Entonces, lo fundamental se torna invisible y nos decidimos por el contorno, la pequeña detallética de la vida que simplemente, no conduce a nada más que reparar en el detalle, en la minucia que no tira más luces que el pálido resplador de una cerilla, en la más oscura de las noches. Las evidencias se nos hacen poco evidentes y dejamos que el universo nos consuma en el rectangular de nuestras pequeñas y anquilosadas mentes.
No nos vemos con muy buenos ojos en dichas perspectivas y olvidamos que más allá de materia, dentro de nosotros se resuelve un universo, con dioses y demonios personales, con grandezas y flaquezas, con todo aquello que le pone color y cachureo a la vida.
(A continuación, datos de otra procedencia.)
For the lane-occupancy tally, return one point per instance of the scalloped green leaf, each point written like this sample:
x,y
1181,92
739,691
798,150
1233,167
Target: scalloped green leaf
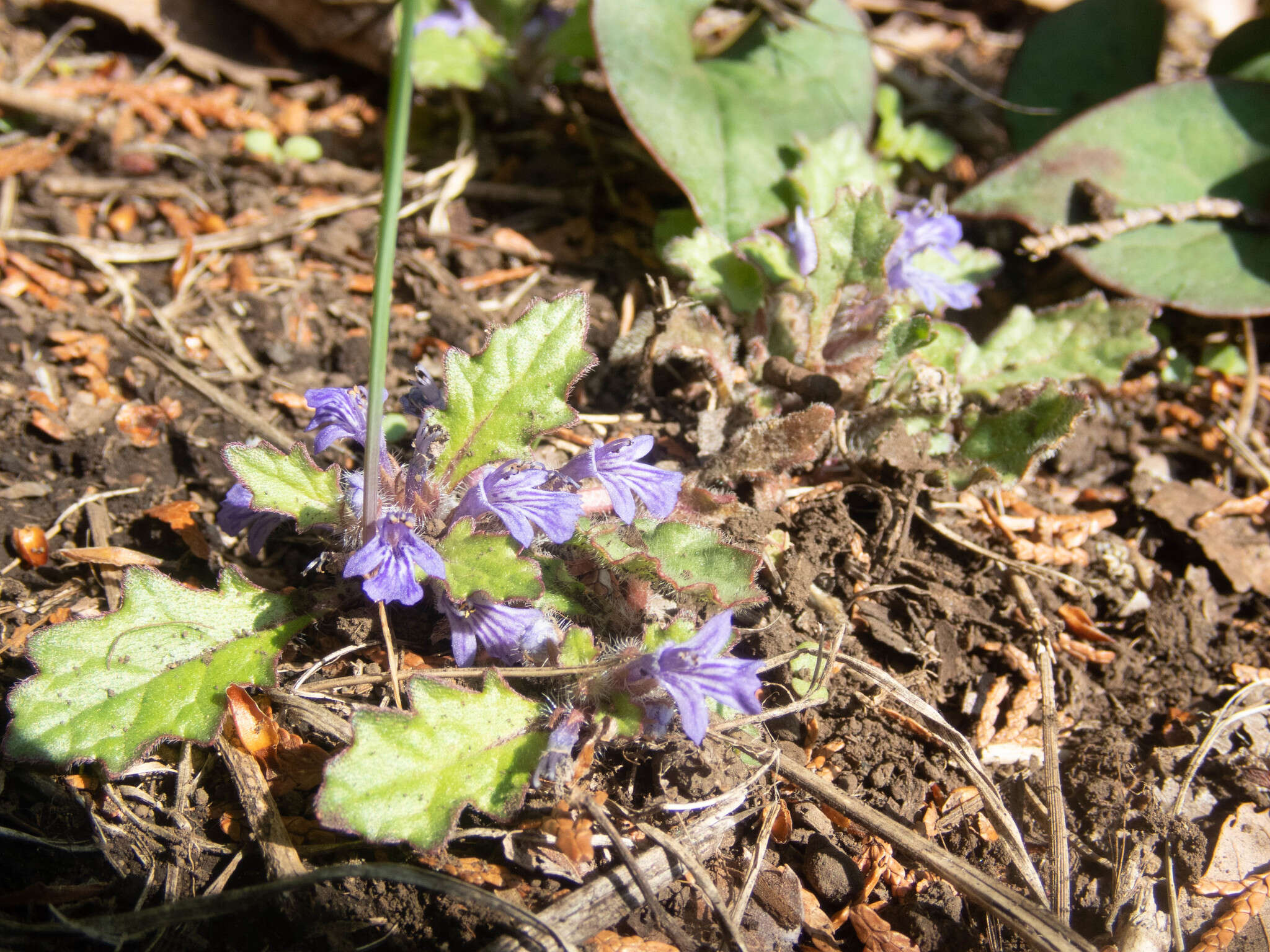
x,y
1081,339
716,271
1006,444
694,559
1156,145
287,483
489,563
723,127
407,776
515,389
110,689
1081,56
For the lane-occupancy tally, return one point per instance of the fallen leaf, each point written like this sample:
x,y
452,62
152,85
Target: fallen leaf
x,y
115,557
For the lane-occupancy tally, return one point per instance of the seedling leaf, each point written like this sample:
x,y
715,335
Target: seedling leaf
x,y
515,389
407,776
109,689
287,483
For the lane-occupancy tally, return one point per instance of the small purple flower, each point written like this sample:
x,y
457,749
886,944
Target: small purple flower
x,y
500,630
393,555
340,414
802,242
694,671
513,495
614,465
238,514
558,758
451,22
928,231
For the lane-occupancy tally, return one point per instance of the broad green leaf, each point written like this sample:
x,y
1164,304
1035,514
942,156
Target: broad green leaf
x,y
773,257
694,559
477,562
916,143
1086,338
1160,144
1081,56
1245,54
407,776
853,242
287,483
562,592
722,127
110,689
1006,444
515,389
716,270
578,648
840,161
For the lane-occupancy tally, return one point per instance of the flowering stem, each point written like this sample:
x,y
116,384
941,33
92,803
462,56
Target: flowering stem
x,y
401,93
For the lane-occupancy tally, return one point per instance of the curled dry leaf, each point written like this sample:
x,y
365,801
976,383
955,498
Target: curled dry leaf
x,y
113,557
143,423
178,514
31,545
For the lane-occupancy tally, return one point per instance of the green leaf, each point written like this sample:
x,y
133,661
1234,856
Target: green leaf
x,y
723,127
840,161
562,593
515,389
477,562
853,242
1081,56
407,776
694,559
287,483
1006,444
916,143
716,271
1158,144
109,689
1245,54
578,648
1086,338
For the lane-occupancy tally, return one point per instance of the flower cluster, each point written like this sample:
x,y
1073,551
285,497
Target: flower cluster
x,y
401,553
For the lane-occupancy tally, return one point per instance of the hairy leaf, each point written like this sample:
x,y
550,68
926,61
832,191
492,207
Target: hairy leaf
x,y
1086,338
407,776
489,563
1006,444
515,389
721,126
287,483
716,271
1156,145
110,689
1081,56
694,559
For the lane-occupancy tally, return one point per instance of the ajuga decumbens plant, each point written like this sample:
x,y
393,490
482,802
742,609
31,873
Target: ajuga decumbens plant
x,y
585,568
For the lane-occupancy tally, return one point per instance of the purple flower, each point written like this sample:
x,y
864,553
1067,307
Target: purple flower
x,y
802,240
513,495
339,413
451,22
558,757
928,231
238,514
614,465
502,630
393,555
694,671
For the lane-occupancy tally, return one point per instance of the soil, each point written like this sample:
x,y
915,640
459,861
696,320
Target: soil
x,y
939,616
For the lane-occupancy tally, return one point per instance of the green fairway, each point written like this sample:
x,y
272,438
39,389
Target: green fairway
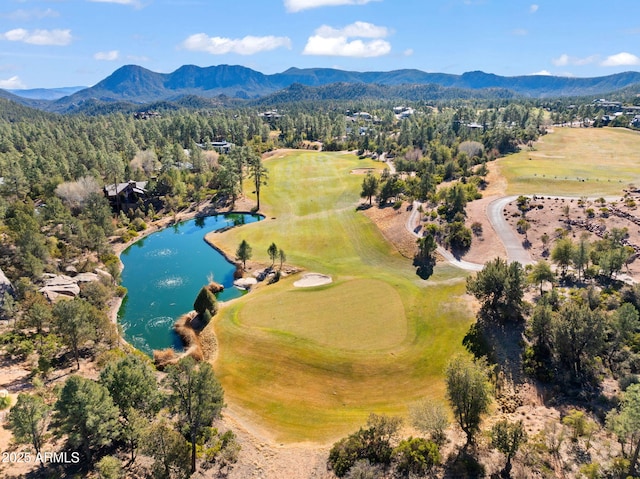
x,y
311,364
576,162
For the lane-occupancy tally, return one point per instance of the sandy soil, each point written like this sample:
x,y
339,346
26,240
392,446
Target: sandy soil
x,y
310,280
391,224
487,244
549,216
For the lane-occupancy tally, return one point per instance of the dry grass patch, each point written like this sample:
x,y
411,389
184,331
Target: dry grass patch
x,y
357,315
575,162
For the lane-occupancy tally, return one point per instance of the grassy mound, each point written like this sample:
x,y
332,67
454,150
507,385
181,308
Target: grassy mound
x,y
575,162
358,315
312,364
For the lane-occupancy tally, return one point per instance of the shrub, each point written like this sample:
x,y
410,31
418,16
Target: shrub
x,y
109,467
138,224
5,402
371,443
416,456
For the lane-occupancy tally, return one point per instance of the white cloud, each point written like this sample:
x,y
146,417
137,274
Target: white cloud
x,y
564,60
356,29
26,15
107,56
341,47
248,45
135,3
299,5
12,83
329,41
38,37
621,59
137,58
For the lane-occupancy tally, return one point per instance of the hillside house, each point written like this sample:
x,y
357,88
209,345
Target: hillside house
x,y
125,195
223,146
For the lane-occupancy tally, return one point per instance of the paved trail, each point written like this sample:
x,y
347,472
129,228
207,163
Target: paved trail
x,y
512,244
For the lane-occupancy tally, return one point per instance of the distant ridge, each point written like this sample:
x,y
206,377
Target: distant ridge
x,y
137,85
47,93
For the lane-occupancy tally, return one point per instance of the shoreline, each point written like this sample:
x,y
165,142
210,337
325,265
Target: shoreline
x,y
115,303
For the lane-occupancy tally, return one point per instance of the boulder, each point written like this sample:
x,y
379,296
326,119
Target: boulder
x,y
56,286
245,283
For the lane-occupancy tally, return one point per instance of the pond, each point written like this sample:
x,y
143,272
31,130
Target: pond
x,y
163,273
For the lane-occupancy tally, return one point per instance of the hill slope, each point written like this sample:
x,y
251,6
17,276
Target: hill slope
x,y
137,85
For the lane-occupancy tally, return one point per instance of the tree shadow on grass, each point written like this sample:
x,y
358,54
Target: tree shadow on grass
x,y
424,269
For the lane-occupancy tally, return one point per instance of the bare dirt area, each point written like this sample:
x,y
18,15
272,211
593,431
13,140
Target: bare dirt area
x,y
550,216
262,457
392,225
486,245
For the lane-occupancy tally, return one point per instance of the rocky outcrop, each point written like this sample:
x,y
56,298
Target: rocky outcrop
x,y
5,286
245,283
57,286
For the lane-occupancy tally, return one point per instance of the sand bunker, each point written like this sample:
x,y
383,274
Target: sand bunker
x,y
362,171
312,279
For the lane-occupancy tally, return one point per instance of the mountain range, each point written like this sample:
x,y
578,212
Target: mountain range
x,y
135,84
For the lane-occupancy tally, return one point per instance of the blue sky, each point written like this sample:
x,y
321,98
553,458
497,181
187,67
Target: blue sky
x,y
56,43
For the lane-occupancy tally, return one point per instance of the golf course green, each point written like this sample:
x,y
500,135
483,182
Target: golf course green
x,y
310,364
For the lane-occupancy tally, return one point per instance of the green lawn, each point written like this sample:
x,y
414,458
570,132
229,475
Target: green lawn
x,y
311,364
576,162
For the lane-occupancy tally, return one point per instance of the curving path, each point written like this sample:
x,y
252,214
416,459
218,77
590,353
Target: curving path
x,y
512,243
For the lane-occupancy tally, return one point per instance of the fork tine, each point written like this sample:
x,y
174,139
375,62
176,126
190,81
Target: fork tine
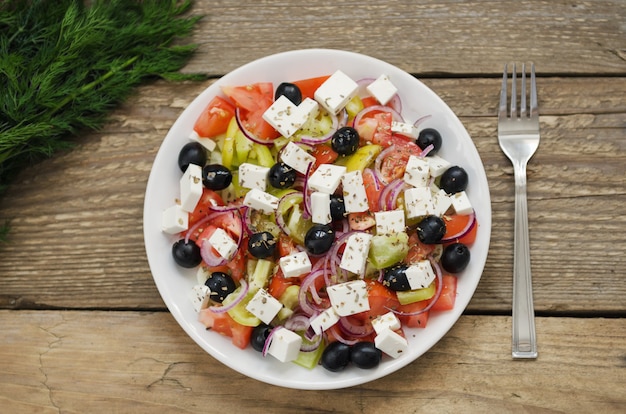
x,y
513,93
534,108
523,92
502,110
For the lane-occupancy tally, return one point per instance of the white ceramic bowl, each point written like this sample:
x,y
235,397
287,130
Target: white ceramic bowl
x,y
175,283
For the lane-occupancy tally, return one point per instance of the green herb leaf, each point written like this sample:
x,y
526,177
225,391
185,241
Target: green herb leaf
x,y
64,64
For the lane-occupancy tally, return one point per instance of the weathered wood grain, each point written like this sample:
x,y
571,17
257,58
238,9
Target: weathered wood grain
x,y
77,219
88,361
425,37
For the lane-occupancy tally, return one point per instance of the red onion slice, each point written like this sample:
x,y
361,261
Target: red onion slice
x,y
353,329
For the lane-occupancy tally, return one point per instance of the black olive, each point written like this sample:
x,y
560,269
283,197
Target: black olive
x,y
337,207
221,285
429,136
336,356
431,229
186,254
454,180
290,91
319,239
455,257
259,336
365,355
345,141
262,244
191,153
216,177
281,175
395,278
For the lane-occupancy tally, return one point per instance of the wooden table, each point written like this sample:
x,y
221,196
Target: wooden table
x,y
84,329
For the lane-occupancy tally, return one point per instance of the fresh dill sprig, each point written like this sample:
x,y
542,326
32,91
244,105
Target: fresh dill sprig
x,y
64,64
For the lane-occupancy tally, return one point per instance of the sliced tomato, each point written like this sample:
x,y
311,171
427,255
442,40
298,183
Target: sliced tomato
x,y
252,101
208,199
380,299
455,223
279,283
286,245
309,86
448,294
231,222
251,98
372,189
323,154
206,233
237,265
394,164
418,251
215,118
369,101
361,221
376,129
414,321
223,324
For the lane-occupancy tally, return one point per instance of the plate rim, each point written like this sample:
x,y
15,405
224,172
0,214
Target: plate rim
x,y
331,381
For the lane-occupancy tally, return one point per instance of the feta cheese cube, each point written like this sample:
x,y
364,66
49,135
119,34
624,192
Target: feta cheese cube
x,y
354,256
253,176
286,117
437,165
404,128
264,306
441,202
326,178
199,296
336,92
296,157
417,172
382,89
349,298
418,202
207,143
391,343
320,208
324,320
174,220
387,321
461,204
191,187
221,241
310,108
260,200
389,222
420,274
285,345
296,264
354,194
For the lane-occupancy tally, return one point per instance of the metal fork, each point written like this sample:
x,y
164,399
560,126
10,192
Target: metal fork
x,y
518,136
Dejamos que nos corrompa el consumir, la trabajólica penuria de pagar a plazos por algo que disfrutamos en tiempo pasado y nos volvemos un penar por el mundo, por lo que no quisimos resolvernos en su debido momento.
Este no es un caminar llano, pero es un caminar con todos los sentidos en que lo esencial, siempre es invisible a los ojos de los hombres (y mujeres). Lo que no veo me da alas y me impulsa a saltar brechas, a estrechar distancias, a socorrer ilusiones donde parece que el desierto entierra sus garras. Donde no hay nada, puede haber un todo y donde otros dejan de tratar, yo vuelvo a intentarlo.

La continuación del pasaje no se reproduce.